Dr. Berger took Sherri’s hand and sat beside her.
“I’m so sorry. Nobody wants to hear that you have cancer,” was the first thing she said. “We’ll take good care of you.”
“She just took her time and sat and answered all of my questions and my sister’s questions,” Sherri recalled. “I left there feeling like the weight of the world was off my shoulders.”
“That’s kind of how I approach all my patients,” Dr. Berger said. “When you’re told you have cancer, even minor problems in your life suddenly seem monumental. It’s hard to cope. A lot of people need reassurance that they aren’t alone; other people have walked that path before them, and I’m there to walk that path with them.”
She echoed Sherri’s belief that women can be their own best defense against endometrial cancer, by seeking treatment when symptoms first appear. And the earlier endometrial cancers are caught, the easier they are to treat.
“We should put it on a billboard: bleeding after menopause is not normal,” Dr. Berger said. “Abnormal bleeding should be evaluated. That’s the public service announcement that I’d like everybody to know.”
The day of her surgery, Sherri was overwhelmed. She remembers being wheeled to the operating room at Hamot where she had been to assist with cesarean sections so many times as part of her job. She knew the nurse anesthetist.

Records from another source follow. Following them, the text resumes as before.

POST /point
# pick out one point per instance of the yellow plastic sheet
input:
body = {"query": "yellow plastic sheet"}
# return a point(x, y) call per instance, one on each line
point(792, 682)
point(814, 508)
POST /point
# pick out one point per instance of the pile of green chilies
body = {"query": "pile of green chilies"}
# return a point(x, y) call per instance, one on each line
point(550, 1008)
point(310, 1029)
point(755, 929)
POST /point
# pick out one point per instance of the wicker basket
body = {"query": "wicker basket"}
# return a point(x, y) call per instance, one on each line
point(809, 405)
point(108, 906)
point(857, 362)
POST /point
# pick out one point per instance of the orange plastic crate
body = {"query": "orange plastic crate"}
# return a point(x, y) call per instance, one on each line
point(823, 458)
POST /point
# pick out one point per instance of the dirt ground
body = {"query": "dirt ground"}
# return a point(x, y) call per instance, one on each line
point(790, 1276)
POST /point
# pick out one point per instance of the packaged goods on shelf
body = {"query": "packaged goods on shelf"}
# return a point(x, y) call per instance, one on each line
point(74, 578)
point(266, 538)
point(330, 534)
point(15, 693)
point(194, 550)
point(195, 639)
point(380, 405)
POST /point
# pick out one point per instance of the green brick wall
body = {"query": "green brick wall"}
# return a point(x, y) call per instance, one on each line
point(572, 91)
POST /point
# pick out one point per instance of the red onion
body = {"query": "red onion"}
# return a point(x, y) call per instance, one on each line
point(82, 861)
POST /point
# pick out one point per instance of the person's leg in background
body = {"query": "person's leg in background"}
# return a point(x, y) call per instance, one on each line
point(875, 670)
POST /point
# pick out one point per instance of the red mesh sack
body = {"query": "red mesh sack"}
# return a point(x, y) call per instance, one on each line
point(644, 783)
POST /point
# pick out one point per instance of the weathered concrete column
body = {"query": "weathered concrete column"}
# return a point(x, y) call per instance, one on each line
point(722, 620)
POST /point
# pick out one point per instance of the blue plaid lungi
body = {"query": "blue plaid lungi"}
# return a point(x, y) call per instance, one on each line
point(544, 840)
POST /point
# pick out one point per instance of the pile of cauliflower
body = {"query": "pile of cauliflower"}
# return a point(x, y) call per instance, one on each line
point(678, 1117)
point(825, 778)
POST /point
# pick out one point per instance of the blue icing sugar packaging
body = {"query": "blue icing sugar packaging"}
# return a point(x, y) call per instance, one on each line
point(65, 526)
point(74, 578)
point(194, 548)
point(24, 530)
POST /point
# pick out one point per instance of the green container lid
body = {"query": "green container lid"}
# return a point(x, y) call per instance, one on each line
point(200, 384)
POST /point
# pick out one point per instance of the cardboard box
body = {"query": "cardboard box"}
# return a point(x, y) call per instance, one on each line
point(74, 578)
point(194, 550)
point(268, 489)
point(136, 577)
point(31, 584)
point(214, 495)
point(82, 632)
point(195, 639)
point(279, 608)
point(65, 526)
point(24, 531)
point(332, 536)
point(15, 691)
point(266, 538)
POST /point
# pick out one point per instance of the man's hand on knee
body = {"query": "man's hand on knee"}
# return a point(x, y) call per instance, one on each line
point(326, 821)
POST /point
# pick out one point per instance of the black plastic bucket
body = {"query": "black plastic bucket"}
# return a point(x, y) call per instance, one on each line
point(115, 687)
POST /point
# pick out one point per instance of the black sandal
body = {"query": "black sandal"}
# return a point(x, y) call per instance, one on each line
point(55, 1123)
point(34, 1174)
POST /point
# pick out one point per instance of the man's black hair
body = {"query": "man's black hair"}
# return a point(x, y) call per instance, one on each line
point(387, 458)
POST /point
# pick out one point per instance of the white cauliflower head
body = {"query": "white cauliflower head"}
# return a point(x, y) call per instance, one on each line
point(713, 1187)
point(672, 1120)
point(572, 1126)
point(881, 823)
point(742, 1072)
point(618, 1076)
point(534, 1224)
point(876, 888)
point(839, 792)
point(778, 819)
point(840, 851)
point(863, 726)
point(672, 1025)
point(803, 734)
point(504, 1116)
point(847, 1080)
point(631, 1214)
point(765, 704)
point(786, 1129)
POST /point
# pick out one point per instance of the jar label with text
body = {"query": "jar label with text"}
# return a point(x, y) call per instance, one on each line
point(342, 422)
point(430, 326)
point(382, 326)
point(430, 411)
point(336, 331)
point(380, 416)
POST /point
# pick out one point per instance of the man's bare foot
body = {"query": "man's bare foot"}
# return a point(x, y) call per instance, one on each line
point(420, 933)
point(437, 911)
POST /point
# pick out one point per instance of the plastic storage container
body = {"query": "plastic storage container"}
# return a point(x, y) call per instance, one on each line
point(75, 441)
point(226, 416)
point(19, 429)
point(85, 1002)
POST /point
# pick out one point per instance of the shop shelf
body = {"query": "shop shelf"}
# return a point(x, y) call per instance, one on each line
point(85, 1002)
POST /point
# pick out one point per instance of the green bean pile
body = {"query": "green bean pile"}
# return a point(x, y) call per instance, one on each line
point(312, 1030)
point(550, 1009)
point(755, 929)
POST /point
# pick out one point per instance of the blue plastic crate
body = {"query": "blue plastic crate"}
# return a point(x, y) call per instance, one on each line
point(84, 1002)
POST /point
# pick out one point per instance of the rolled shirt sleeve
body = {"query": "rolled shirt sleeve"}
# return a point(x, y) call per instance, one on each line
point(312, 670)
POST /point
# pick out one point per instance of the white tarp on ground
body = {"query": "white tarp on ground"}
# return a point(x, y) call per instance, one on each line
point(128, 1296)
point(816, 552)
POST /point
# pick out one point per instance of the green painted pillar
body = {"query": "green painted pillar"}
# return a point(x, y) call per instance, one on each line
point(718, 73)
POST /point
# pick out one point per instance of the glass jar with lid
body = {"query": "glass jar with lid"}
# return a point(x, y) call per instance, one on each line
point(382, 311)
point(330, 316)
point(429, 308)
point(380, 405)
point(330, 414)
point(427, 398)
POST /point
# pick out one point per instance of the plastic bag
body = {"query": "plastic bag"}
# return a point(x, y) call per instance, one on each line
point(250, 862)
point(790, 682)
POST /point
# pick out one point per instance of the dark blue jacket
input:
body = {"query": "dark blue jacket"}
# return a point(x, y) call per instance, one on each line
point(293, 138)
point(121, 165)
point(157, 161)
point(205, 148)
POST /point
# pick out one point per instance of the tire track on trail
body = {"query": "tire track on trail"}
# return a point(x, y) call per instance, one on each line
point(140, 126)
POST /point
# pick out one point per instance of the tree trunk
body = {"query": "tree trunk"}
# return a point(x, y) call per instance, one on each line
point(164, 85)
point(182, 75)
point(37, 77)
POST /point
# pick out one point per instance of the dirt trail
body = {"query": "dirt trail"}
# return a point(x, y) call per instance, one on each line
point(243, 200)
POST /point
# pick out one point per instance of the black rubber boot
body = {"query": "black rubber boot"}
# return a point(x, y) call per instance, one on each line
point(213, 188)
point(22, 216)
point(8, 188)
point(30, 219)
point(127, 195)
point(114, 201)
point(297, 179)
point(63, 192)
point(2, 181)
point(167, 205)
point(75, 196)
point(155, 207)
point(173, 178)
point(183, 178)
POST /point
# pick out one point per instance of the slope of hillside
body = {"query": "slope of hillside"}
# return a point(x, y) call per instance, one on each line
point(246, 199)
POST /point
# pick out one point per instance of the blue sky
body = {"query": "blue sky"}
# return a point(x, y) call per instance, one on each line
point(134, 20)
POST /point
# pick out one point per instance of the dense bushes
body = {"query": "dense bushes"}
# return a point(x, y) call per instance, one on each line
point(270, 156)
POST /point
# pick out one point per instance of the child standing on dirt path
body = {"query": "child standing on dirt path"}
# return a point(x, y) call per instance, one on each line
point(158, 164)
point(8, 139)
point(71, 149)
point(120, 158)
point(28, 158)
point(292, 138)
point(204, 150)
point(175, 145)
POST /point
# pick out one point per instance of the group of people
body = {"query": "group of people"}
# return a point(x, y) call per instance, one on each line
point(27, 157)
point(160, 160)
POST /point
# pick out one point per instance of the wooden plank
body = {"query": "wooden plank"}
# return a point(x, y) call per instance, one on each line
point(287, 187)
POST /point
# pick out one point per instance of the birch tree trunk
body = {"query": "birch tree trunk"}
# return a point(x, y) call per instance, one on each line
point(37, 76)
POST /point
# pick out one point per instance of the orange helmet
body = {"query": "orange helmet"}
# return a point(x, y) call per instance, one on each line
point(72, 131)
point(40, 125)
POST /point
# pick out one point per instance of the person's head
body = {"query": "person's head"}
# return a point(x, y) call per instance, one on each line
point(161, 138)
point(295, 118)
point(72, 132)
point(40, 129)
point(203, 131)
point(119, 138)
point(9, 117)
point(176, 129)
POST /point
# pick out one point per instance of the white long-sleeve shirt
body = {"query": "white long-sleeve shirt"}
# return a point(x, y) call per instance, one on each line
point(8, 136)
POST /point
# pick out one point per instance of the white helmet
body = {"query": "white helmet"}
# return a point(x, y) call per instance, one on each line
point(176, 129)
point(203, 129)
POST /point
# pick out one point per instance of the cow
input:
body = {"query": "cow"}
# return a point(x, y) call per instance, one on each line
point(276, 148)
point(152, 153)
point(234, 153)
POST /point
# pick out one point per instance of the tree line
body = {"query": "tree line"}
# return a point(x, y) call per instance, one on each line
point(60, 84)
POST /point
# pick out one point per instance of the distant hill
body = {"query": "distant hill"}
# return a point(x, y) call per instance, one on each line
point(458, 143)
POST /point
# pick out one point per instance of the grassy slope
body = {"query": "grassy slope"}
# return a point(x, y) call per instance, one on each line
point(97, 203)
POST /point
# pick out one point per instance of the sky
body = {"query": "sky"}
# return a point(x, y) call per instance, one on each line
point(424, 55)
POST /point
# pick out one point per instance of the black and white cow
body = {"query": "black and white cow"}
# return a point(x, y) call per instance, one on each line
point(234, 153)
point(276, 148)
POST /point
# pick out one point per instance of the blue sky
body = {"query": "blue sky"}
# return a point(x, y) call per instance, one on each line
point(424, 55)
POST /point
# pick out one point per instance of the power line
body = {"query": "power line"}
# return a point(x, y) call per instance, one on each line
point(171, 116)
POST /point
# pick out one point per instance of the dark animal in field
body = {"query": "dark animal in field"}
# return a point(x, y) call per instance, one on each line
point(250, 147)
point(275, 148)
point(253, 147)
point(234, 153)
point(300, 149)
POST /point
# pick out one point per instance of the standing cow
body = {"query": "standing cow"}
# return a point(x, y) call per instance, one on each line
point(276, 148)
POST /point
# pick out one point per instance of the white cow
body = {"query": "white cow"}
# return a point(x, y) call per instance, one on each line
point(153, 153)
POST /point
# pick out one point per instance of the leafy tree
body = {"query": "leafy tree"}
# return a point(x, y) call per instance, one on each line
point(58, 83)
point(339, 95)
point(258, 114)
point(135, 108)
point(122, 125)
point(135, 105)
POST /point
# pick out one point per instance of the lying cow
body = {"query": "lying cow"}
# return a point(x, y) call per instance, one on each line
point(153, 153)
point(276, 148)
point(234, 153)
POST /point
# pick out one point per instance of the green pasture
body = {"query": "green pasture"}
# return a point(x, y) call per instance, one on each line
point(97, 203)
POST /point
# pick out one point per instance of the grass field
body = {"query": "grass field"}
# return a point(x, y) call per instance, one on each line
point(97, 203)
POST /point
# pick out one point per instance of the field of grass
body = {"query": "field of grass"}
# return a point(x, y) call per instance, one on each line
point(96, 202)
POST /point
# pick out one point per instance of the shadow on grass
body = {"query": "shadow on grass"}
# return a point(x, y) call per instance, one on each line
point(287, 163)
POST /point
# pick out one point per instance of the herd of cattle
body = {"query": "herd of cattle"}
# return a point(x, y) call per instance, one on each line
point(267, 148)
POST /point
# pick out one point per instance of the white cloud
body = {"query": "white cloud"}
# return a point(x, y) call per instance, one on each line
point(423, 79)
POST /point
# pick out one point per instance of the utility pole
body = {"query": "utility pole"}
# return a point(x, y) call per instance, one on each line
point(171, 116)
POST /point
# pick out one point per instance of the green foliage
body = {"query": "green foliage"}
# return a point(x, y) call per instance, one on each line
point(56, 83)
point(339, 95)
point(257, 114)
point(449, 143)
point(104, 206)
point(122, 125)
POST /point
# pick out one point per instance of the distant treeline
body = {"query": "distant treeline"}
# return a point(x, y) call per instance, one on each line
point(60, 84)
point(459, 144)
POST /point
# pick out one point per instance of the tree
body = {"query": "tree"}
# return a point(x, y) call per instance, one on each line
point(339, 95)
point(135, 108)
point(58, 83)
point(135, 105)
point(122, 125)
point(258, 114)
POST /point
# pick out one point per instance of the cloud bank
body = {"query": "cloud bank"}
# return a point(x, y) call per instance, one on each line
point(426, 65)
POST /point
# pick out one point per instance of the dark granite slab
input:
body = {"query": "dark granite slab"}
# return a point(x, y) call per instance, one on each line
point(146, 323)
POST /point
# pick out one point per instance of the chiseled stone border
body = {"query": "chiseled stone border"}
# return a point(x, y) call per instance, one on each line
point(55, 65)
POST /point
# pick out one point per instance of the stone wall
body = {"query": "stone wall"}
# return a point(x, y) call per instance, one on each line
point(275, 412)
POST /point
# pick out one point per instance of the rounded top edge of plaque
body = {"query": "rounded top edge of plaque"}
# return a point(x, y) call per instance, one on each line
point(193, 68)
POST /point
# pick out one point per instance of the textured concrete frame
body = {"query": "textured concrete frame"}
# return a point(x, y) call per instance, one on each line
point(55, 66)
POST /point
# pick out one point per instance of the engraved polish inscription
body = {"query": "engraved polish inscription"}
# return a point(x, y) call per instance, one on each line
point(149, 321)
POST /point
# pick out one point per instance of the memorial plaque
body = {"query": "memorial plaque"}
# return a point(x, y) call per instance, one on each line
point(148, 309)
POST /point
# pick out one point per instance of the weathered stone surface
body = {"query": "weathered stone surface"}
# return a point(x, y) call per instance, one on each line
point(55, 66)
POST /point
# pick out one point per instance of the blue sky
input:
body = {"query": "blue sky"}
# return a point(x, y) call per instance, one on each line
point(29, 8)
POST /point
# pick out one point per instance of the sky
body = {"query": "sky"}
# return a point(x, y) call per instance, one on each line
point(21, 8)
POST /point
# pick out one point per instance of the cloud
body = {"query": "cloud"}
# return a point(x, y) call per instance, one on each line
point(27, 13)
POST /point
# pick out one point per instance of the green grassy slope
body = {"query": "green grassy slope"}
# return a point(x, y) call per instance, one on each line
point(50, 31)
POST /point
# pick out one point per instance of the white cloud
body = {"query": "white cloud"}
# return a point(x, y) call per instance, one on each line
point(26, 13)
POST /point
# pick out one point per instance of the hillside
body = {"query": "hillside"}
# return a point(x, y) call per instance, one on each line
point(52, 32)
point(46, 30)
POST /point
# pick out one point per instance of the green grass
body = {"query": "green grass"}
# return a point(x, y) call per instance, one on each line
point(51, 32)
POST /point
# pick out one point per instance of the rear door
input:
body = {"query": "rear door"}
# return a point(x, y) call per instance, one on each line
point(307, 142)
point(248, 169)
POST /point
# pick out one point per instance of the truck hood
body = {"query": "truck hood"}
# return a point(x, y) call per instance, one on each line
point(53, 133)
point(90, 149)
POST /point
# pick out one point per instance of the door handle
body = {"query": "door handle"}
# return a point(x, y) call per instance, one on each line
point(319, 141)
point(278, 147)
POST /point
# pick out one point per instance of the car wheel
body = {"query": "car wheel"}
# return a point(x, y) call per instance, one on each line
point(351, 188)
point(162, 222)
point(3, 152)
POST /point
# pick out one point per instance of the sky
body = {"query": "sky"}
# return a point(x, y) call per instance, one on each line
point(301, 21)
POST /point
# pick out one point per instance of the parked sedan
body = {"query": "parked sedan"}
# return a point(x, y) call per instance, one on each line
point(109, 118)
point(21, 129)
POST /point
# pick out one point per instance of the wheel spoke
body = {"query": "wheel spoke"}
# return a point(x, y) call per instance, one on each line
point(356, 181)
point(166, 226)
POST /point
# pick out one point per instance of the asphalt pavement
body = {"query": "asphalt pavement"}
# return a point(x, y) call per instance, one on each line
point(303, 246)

She saw the da Vinci surgical robot, and blurted out, “that thing is huge,” and asked, “is all of this stuff for me?” It was.
The surgery was successful, and because nothing had metastasized, it cured Sherri’s cancer. The recovery time was unusually lengthy, and Sherri battled fatigue. Chronic urinary tract infections brought her back to Magee, where she met Dr. Halina Zyczynski, a practicing urogynecologist and medical director of Magee-Womens Research Institute-Erie.
Recurring UTIs are “really common in postmenopausal women,” Dr. Zyczynski explained, in part due to changes in the vagina’s microbiome or bacterial ecosystem which occur with diminished estrogen.
Dr. Megan Bradley, an investigator with Magee-Womens Research Institute, studies the unique risk factors, bacteria, and patterns of antibiotic resistance in UTIs for postmenopausal women.
Her goal is to improve the lives of patients who previously suffered through the infections, thinking it was a normal part of aging.
“These aren’t things that women just have to deal with,” says Dr. Bradley. “We want to treat them; we don’t want them to suffer in silence.”
She also studies patient perceptions of UTIs in hopes of better understanding what they do and do not know about the condition; for example, many women believe cranberry juice helps, but fear estrogen.
Cranberry juice “is probably not our most effective therapy, but it’s the one everyone knows about,” Bradley says.
Today, Sherri is back to work, rebuilding her relationship with her daughter, and cancer free. She is also making lifestyle changes that she hopes will reduce her chances of the cancer recurring.
Having struggled with her weight for most of her life, and later with Type II diabetes, she is working to become less sedentary. Now she’s walking, biking, and watching her diet.
“I’m very lucky to have a happy ending. I’m very blessed. With all of the stressors I have gone through during the cancer and recovery, you still have to take those blessings – here I am to talk about it.”